Rectilinear mappings would be determined by checking to see if 1D
variables exist with the same name as the named dimensions, just as
defined in conventions.info. In these cases, the independent_variables
attribute would be unneccessary. An example of the rectilinear mapping
is the familiar:
Dimensions: lat=10,lon=10;
Variables:
float temp(lat,lon);
temp:long_name = "Temperature";
temp:units = "Celcius";
float lon(lon);
lon:long_name = "Longitude";
lon:units = "degrees";
float lat(lat);
lat:long_name = "Latitude";
lat:units = "degrees";
If a variable name is also a dimension name, but it is not 1D, then the
mapping is irregular. For example, salinity data from a time-dependent
curvilinear, sigma coordinate numerical model might look like:
Dimensions: x=40,y=40,z=10,time=1000;
Variables:
float sal(time,z,y,x)
sal:long_name="Salinity";
sal:units="psu";
float time(time);
float z(z,y,x);
float x(y,x);
float y(y,x);
The application would find the coordinate variables, and deduce that
since the coordinates are greater than 1D, that the field must be
irregular. It would then assume that since the variable time is 1D,
that the entire salinity field at a given time index corresponds to the
value of the variable time at this index. Similiarly, the application
would deduce that the z locations hold for all time, and that the x and
y locations hold for all depths and all times.
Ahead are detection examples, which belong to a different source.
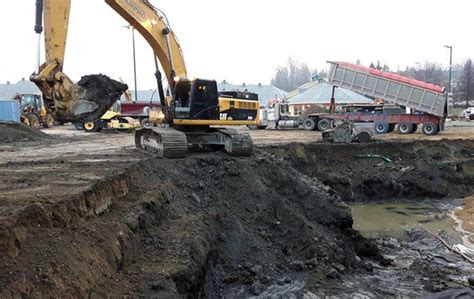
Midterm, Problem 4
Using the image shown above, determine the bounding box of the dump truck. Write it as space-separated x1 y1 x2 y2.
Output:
303 61 449 135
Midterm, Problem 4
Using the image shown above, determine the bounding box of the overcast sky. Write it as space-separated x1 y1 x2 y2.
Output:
0 0 474 89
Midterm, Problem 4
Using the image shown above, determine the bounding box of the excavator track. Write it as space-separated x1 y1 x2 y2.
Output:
217 129 253 156
135 127 188 158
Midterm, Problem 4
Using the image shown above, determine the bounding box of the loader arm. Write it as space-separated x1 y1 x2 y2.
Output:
30 0 187 121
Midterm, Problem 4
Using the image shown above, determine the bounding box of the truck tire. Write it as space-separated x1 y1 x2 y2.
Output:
421 123 439 136
374 122 388 134
398 123 413 135
43 113 54 128
84 121 100 133
318 118 332 132
26 113 40 128
73 122 84 131
140 118 151 129
303 118 316 131
356 132 372 143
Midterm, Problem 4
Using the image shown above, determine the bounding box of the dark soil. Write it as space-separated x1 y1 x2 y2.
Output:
0 153 378 298
73 74 128 122
0 143 472 298
268 140 474 202
0 122 51 143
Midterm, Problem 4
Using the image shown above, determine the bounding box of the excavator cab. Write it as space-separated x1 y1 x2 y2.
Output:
174 79 219 120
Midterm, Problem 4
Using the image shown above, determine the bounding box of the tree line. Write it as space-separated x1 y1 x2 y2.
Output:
271 58 474 106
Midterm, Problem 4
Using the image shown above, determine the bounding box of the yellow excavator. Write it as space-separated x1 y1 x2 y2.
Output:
30 0 259 158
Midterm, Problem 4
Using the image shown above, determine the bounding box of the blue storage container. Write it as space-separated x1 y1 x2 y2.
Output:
0 100 20 123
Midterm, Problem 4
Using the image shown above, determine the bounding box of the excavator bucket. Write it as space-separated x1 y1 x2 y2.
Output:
70 75 128 122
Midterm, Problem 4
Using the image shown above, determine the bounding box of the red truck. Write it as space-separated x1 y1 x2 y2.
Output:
303 62 448 135
121 102 161 124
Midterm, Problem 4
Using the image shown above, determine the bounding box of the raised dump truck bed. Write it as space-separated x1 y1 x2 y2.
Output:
328 61 447 117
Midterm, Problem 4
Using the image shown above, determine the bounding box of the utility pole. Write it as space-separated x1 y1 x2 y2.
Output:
123 25 138 102
444 46 453 95
35 0 43 74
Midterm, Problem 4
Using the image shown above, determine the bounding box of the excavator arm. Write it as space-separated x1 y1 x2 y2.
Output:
30 0 187 121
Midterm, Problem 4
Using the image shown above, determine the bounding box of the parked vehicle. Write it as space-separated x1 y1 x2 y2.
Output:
461 107 474 119
12 94 54 128
303 62 450 135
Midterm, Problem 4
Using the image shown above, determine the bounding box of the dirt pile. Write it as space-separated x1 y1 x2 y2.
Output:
0 152 378 298
0 122 51 143
268 140 474 201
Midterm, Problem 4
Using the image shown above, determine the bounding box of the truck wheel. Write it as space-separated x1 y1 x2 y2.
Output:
356 132 372 143
73 122 84 131
303 118 316 131
318 118 332 132
387 124 397 133
140 118 151 128
374 123 388 134
421 123 439 136
398 123 413 134
43 113 54 128
84 121 100 133
26 113 39 128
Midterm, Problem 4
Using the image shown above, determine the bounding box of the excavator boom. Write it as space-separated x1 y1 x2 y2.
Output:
105 0 188 87
30 0 128 122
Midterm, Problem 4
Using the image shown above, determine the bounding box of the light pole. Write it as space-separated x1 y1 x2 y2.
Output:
444 46 453 94
123 25 138 102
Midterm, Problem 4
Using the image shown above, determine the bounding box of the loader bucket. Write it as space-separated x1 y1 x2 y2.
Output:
70 75 128 122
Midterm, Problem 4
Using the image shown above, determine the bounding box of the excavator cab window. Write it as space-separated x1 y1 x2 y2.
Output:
174 79 192 119
190 80 219 120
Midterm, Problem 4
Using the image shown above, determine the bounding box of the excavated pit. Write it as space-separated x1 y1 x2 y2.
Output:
0 141 474 298
268 140 474 202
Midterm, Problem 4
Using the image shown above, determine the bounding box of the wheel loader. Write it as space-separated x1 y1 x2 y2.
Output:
30 0 259 158
13 94 54 128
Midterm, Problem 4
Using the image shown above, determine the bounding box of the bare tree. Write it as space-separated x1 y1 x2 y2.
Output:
272 58 311 92
458 58 474 107
401 61 445 86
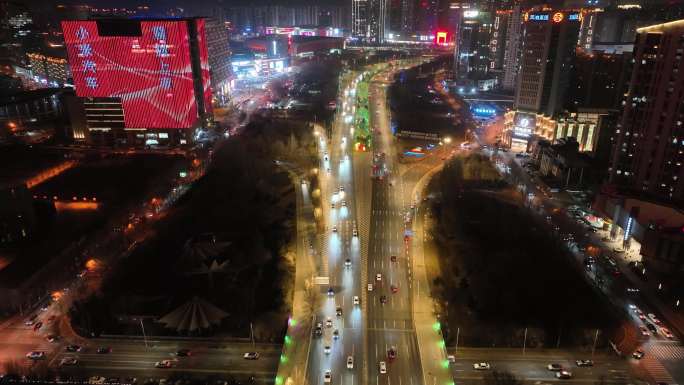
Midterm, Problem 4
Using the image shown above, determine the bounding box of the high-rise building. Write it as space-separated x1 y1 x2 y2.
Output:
565 51 632 111
610 20 684 201
505 10 581 151
27 50 71 87
351 0 389 44
351 0 371 39
62 18 212 146
206 19 230 103
401 0 416 36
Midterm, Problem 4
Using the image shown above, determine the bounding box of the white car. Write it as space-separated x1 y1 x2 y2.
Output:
59 357 78 366
26 351 45 360
378 361 387 374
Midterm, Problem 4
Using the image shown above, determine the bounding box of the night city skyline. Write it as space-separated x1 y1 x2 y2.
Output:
0 0 684 385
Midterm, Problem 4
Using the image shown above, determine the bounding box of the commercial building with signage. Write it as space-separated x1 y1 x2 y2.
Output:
505 10 582 151
62 18 212 146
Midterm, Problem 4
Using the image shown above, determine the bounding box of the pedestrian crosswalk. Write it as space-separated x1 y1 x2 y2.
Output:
640 345 675 384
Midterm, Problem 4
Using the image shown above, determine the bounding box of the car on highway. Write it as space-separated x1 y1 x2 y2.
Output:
632 349 646 360
59 357 78 366
154 360 173 369
64 345 83 353
242 352 259 360
378 361 387 374
648 313 662 325
556 370 572 379
45 334 59 342
26 350 45 360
Adopting these two conventions would allow generic applications to
be developed which understand a much wider range of data types, many
common in the oceanographic community.
Comments?
--
Rich Signell | rsignell@xxxxxxxxxxxxxxxxxx
U.S. Geological Survey | (508) 457-2229 | FAX (508) 457-2310
Quissett Campus | "George promised to be good...
Woods Hole, MA 02543 | ... but it is easy for little monkeys to forget."